On Tuesday, Connecticut Governor Ned Lamont announced plans to clear thousands of convictions for cannabis possession. Records from some 44,000 cases will be fully or partially erased in January using an automated erasure method.
The policy is an integral part of the 2021 legislation Governor Lamont signed into law to safely regulate the adult use of cannabis.
“On January 1, thousands of people in Connecticut will have low-level cannabis convictions automatically erased due to the cannabis legalization bill we enacted last year,” Governor Lamont said. “Especially as Connecticut employers seek to fill hundreds of thousands of job openings, an old conviction for low-level cannabis possession should not hold someone back from pursuing their career, housing, professional, and educational aspirations.”
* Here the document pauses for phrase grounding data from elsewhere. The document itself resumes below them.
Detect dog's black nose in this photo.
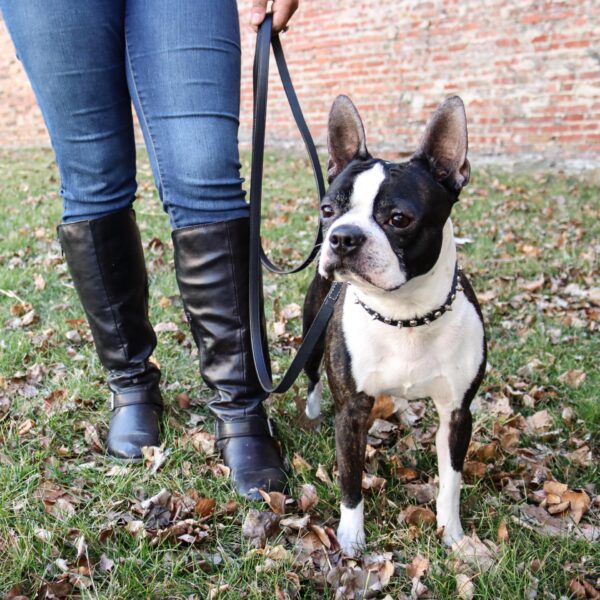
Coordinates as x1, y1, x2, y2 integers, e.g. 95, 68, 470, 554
329, 225, 366, 255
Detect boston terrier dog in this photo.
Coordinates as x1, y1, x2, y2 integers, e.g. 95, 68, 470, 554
302, 95, 487, 557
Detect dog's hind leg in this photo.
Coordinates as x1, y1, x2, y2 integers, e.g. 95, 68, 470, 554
433, 400, 472, 546
302, 272, 332, 420
304, 354, 324, 420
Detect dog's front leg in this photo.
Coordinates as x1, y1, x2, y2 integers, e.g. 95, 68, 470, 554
433, 400, 472, 546
333, 391, 374, 557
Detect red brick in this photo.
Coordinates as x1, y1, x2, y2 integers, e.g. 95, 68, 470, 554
0, 1, 599, 162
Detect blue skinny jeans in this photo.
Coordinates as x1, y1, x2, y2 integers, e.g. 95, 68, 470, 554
1, 0, 249, 228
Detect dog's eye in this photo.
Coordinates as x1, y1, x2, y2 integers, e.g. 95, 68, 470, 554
321, 204, 335, 218
389, 212, 413, 229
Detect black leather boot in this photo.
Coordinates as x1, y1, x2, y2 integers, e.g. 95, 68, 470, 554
172, 217, 287, 498
57, 208, 163, 460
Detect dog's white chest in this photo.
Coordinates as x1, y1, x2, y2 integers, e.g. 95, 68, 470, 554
341, 288, 483, 403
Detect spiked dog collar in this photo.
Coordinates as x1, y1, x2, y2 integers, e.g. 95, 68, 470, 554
353, 264, 462, 328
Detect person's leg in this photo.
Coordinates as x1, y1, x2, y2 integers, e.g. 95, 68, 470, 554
1, 0, 135, 221
125, 0, 286, 495
123, 0, 248, 229
1, 0, 162, 458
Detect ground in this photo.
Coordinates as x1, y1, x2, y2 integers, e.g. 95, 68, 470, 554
0, 148, 598, 600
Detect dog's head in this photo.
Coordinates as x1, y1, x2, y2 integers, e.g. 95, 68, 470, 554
318, 95, 470, 291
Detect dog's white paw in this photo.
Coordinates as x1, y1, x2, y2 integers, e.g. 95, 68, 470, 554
337, 501, 365, 557
337, 527, 365, 558
440, 521, 464, 547
305, 381, 322, 420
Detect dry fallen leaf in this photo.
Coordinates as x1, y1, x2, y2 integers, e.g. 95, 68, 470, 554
404, 483, 436, 504
293, 529, 327, 555
259, 490, 287, 515
34, 273, 46, 290
499, 429, 520, 453
297, 484, 318, 513
34, 528, 53, 542
291, 453, 312, 473
308, 524, 331, 549
463, 461, 488, 481
470, 440, 499, 463
154, 321, 179, 333
393, 464, 419, 482
456, 573, 475, 599
35, 481, 77, 521
17, 419, 35, 436
525, 409, 552, 435
497, 519, 509, 543
105, 464, 129, 477
521, 274, 545, 292
562, 490, 591, 524
176, 393, 191, 409
411, 577, 429, 598
208, 584, 230, 599
569, 579, 588, 599
315, 464, 333, 486
242, 509, 280, 548
140, 487, 171, 511
141, 445, 171, 474
561, 406, 576, 426
565, 445, 592, 468
558, 369, 586, 389
194, 497, 216, 518
368, 394, 397, 426
451, 534, 498, 572
280, 514, 310, 531
543, 480, 568, 496
99, 554, 115, 573
513, 505, 599, 542
281, 303, 302, 320
184, 428, 215, 455
84, 423, 104, 453
400, 506, 436, 528
406, 553, 429, 579
368, 418, 398, 440
125, 520, 146, 538
362, 472, 387, 492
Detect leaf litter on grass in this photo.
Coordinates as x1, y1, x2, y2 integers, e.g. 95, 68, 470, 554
1, 156, 599, 598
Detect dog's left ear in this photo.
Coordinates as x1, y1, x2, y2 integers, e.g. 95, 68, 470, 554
414, 96, 470, 193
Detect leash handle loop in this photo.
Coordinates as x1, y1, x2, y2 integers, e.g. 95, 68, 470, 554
249, 14, 342, 394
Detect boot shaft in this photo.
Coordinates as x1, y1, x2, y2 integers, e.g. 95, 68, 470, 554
58, 208, 157, 374
172, 217, 267, 417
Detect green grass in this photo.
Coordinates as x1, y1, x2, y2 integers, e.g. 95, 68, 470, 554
0, 147, 598, 599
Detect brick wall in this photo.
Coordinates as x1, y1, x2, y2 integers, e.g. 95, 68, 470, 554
2, 1, 600, 164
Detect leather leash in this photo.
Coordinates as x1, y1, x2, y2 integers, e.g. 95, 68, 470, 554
248, 13, 342, 393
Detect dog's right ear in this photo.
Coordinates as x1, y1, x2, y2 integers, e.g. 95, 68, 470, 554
327, 95, 370, 182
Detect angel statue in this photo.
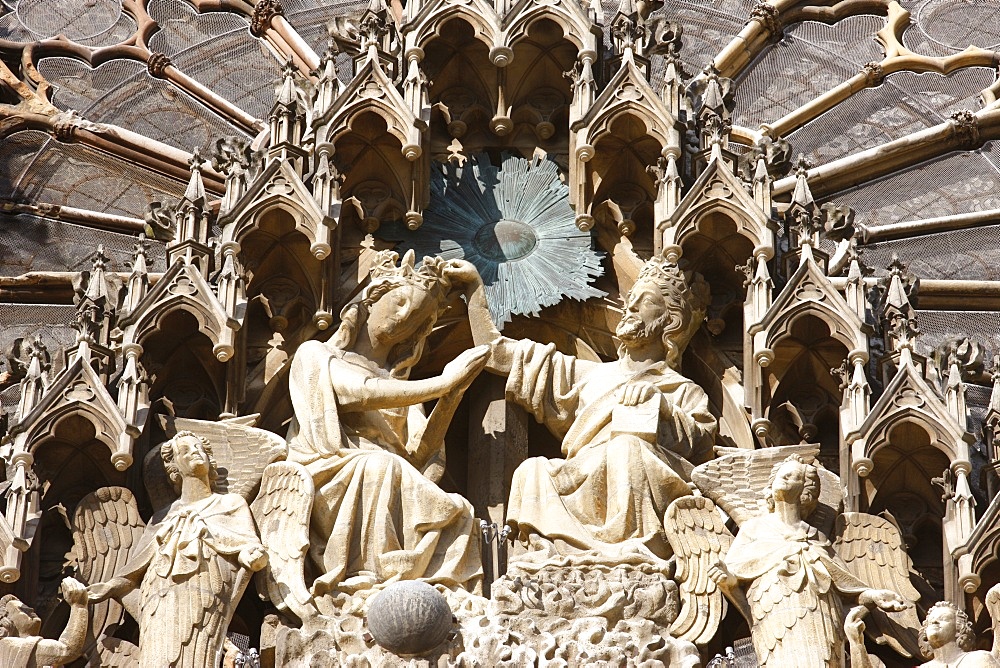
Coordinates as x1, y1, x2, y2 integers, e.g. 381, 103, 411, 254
665, 445, 923, 662
252, 250, 488, 623
445, 253, 715, 564
81, 429, 270, 668
847, 582, 1000, 668
846, 602, 998, 668
0, 577, 89, 667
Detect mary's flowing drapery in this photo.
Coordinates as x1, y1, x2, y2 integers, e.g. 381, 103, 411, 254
504, 340, 716, 561
286, 340, 482, 595
725, 514, 870, 668
115, 493, 262, 668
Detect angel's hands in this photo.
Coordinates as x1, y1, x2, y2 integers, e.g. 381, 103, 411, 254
85, 582, 114, 604
239, 546, 268, 572
859, 588, 909, 613
708, 561, 737, 592
61, 577, 89, 607
844, 605, 868, 645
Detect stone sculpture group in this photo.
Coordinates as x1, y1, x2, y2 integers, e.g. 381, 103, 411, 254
9, 251, 1000, 667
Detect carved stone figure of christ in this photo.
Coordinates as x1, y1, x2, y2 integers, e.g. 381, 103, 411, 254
85, 431, 267, 668
444, 254, 717, 564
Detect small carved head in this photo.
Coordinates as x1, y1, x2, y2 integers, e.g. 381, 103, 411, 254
160, 430, 220, 493
0, 594, 40, 638
918, 601, 975, 656
333, 250, 453, 378
616, 255, 710, 368
764, 454, 821, 517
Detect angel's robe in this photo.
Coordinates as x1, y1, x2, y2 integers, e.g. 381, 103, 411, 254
286, 340, 483, 595
725, 513, 870, 668
504, 339, 716, 562
115, 493, 262, 668
0, 636, 41, 668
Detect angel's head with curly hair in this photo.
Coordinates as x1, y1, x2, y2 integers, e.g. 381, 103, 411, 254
918, 601, 975, 658
763, 454, 821, 518
160, 430, 220, 493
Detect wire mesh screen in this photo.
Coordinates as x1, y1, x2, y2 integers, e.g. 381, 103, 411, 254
0, 0, 135, 46
288, 4, 367, 84
655, 1, 750, 74
0, 304, 78, 412
788, 67, 995, 165
170, 27, 283, 120
38, 57, 146, 114
966, 382, 991, 451
828, 150, 1000, 229
904, 0, 1000, 58
916, 311, 1000, 357
0, 213, 165, 276
4, 130, 188, 219
147, 0, 248, 56
860, 224, 1000, 281
734, 16, 884, 129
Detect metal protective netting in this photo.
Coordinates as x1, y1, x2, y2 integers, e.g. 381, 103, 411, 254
0, 213, 166, 277
147, 0, 248, 56
827, 150, 1000, 229
859, 224, 1000, 281
169, 26, 281, 120
915, 311, 1000, 359
0, 0, 136, 46
0, 304, 78, 400
58, 58, 248, 151
288, 4, 367, 85
3, 130, 188, 219
654, 0, 751, 75
788, 67, 994, 165
734, 16, 884, 130
904, 0, 1000, 58
966, 383, 991, 451
38, 57, 146, 113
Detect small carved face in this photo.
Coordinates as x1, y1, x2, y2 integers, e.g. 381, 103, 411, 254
771, 460, 806, 501
4, 599, 40, 637
617, 279, 667, 343
368, 284, 436, 346
173, 435, 210, 479
923, 605, 957, 648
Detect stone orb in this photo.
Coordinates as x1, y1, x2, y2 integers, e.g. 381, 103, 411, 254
366, 581, 453, 656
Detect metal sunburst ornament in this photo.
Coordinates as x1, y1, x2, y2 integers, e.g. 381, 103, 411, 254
393, 153, 605, 327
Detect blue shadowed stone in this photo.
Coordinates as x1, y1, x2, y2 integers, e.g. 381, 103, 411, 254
366, 581, 453, 656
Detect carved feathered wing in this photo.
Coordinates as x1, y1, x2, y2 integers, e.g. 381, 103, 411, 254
664, 495, 734, 645
97, 637, 140, 666
834, 512, 923, 658
251, 461, 318, 623
70, 487, 145, 664
692, 444, 842, 536
146, 414, 288, 509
Residents who have had their records erased may tell employers, landlords and schools that the conviction never occurred.
How people will receive erasure will depend on when they received their conviction. Specifically:
- Convictions for for possession of under four ounces of a non-narcotic, non-hallucinogenic substance imposed between January 1, 2000, and September 30, 2015, will be automatically erased on January 1, 2023. People included under this provision of the law need not do anything to make these convictions eligible for erasure.
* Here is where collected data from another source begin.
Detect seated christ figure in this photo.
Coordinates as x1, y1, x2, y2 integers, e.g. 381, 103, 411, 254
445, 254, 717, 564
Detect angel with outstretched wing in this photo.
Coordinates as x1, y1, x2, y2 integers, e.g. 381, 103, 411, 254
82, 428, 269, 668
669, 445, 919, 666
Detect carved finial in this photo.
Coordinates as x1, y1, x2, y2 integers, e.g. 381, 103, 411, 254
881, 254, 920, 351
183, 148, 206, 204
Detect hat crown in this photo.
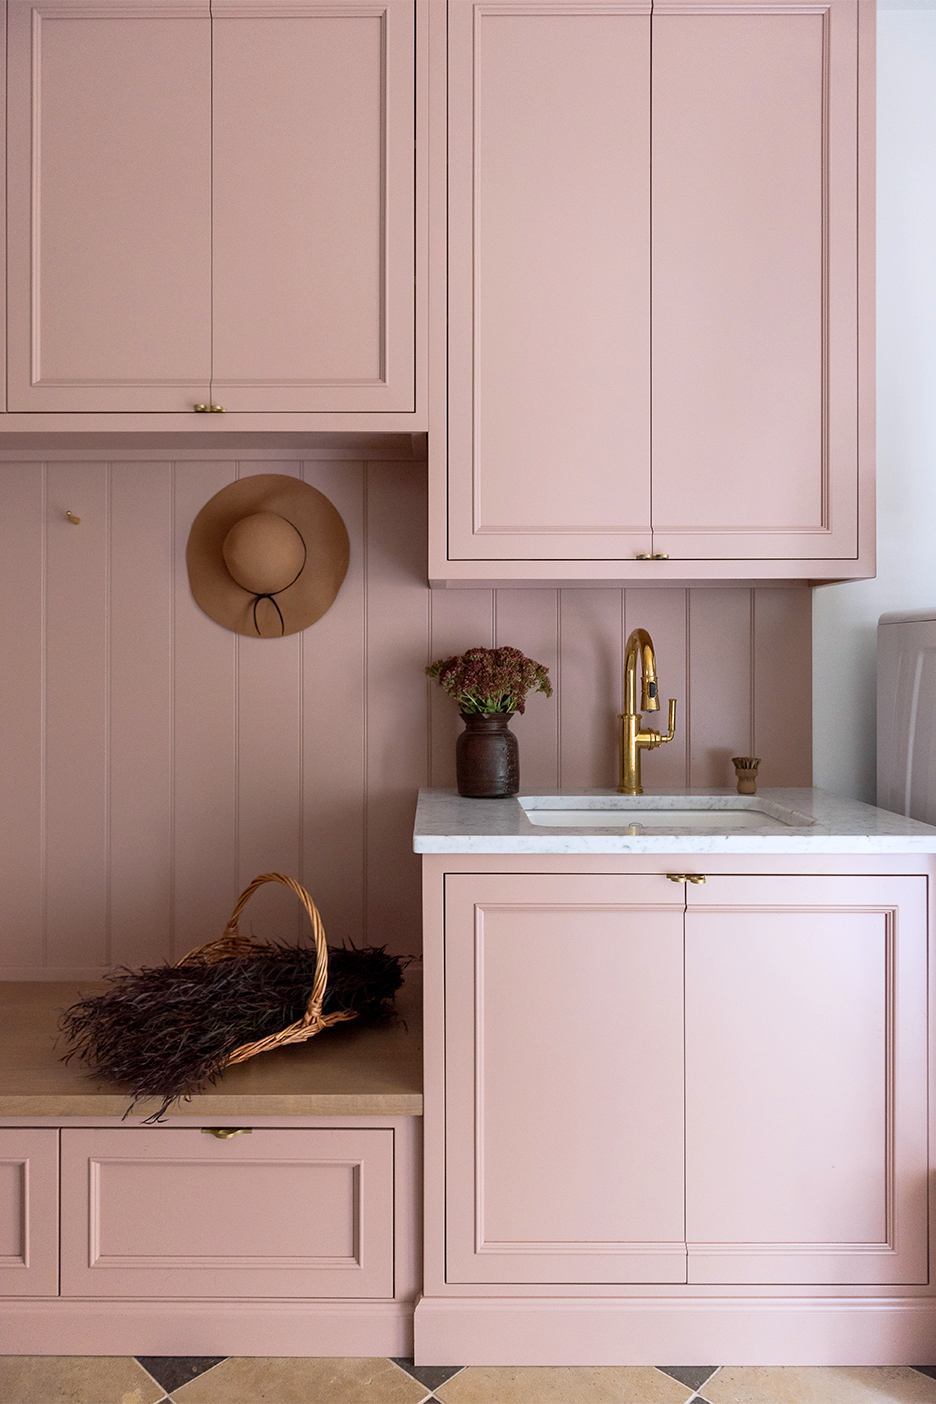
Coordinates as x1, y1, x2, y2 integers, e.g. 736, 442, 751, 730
222, 512, 305, 595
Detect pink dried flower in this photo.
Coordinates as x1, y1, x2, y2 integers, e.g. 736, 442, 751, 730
426, 645, 553, 715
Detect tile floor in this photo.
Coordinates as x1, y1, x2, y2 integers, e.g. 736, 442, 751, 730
1, 1359, 936, 1404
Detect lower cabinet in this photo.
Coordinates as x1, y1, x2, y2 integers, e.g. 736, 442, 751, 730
441, 870, 929, 1290
0, 1118, 420, 1352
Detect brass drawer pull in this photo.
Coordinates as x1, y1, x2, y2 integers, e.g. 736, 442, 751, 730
666, 873, 706, 884
201, 1127, 252, 1139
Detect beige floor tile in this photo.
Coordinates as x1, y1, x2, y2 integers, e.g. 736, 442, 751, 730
169, 1357, 429, 1404
0, 1357, 164, 1404
433, 1364, 693, 1404
704, 1366, 936, 1404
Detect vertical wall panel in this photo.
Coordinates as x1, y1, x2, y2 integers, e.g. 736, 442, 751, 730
300, 460, 366, 947
0, 465, 44, 967
624, 588, 689, 790
109, 463, 174, 968
364, 461, 430, 951
753, 588, 812, 786
558, 589, 624, 790
428, 591, 495, 789
494, 591, 560, 792
172, 461, 238, 960
233, 461, 304, 942
688, 588, 754, 788
44, 463, 109, 968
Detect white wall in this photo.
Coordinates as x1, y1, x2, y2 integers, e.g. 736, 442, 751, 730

- Convictions for the following violations can be erased if one files a petition in Superior Court:
- Convictions for possession of less than or equal to four ounces of a cannabis-type substance imposed before January 1, 2000, and between October 1, 2015, and June 30, 2021.
- Convictions for possession with intent to use drug paraphernalia for cannabis imposed before July 1, 2021.
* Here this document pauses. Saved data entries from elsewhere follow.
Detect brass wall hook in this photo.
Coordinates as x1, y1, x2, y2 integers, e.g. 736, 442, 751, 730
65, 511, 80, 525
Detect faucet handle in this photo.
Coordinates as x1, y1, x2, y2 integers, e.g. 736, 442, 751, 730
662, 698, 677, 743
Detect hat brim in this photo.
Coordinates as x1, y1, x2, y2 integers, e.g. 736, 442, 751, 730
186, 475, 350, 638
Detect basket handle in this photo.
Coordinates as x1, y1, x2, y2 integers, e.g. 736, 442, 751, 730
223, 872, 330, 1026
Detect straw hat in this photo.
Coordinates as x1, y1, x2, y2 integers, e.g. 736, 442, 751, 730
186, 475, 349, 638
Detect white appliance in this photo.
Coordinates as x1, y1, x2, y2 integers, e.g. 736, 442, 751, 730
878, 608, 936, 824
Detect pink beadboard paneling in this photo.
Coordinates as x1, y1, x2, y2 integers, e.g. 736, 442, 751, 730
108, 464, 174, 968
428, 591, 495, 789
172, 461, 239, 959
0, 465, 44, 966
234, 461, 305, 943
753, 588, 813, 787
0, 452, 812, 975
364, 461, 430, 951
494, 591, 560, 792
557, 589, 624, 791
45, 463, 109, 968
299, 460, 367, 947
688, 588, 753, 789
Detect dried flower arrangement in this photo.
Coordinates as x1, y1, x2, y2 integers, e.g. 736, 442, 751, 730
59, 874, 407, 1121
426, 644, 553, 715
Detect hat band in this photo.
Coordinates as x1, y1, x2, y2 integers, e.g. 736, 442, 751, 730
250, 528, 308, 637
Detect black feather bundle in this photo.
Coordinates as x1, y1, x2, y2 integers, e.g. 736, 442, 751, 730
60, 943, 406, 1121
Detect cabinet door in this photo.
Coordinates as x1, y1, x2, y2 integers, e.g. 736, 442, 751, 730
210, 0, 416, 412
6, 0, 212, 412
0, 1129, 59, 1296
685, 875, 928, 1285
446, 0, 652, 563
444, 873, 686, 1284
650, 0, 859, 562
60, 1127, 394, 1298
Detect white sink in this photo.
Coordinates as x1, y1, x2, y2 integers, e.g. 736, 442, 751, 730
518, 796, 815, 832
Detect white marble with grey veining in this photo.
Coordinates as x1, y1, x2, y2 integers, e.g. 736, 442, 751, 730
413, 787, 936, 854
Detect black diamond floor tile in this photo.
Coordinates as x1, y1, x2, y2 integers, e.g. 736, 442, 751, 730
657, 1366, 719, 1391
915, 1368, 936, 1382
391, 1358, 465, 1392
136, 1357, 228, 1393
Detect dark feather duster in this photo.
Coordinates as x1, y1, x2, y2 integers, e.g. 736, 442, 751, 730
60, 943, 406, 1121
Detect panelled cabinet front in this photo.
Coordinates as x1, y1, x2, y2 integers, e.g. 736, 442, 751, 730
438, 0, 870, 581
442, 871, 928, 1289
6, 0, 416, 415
- Convictions imposed before July 1, 2021, for manufacturing, selling, possessing with intent to sell, or giving or administering to another person a cannabis-type substance and the amount involved was under four ounces or six plants grown inside a person’s home for personal use.
Criminal justice agencies under the state’s judicial and executive branches continue to implement the information technology upgrades needed to provide automated erasure of significantly more eligible criminal records pursuant to Connecticut’s Clean Slate laws.
The Clean Slate automated erasure system is expected to be fully implemented during the second half of 2023. Implementation involves significant IT upgrades to allow criminal justice agencies to send and receive data to determine who can have their offenses erased and to update record systems.
The state already has invested more than $5 million to implement the upgrades as part of a large-scale system development and integration project spanning multiple state agency systems. The systems involved are complex, and some are outdated.
In addition, significant interpretation issues may require clarification by the General Assembly this session.
People eligible for Clean Slate include those who have not had any other criminal convictions for seven or ten years (depending on the conviction to be erased), have completed sentences for all crimes for which that person has been convicted, and meet other eligibility criteria under the laws. Eligible offenses include most misdemeanors, most Class D and Class E felonies, and most unclassified felonies with a possible prison sentence of five years or less.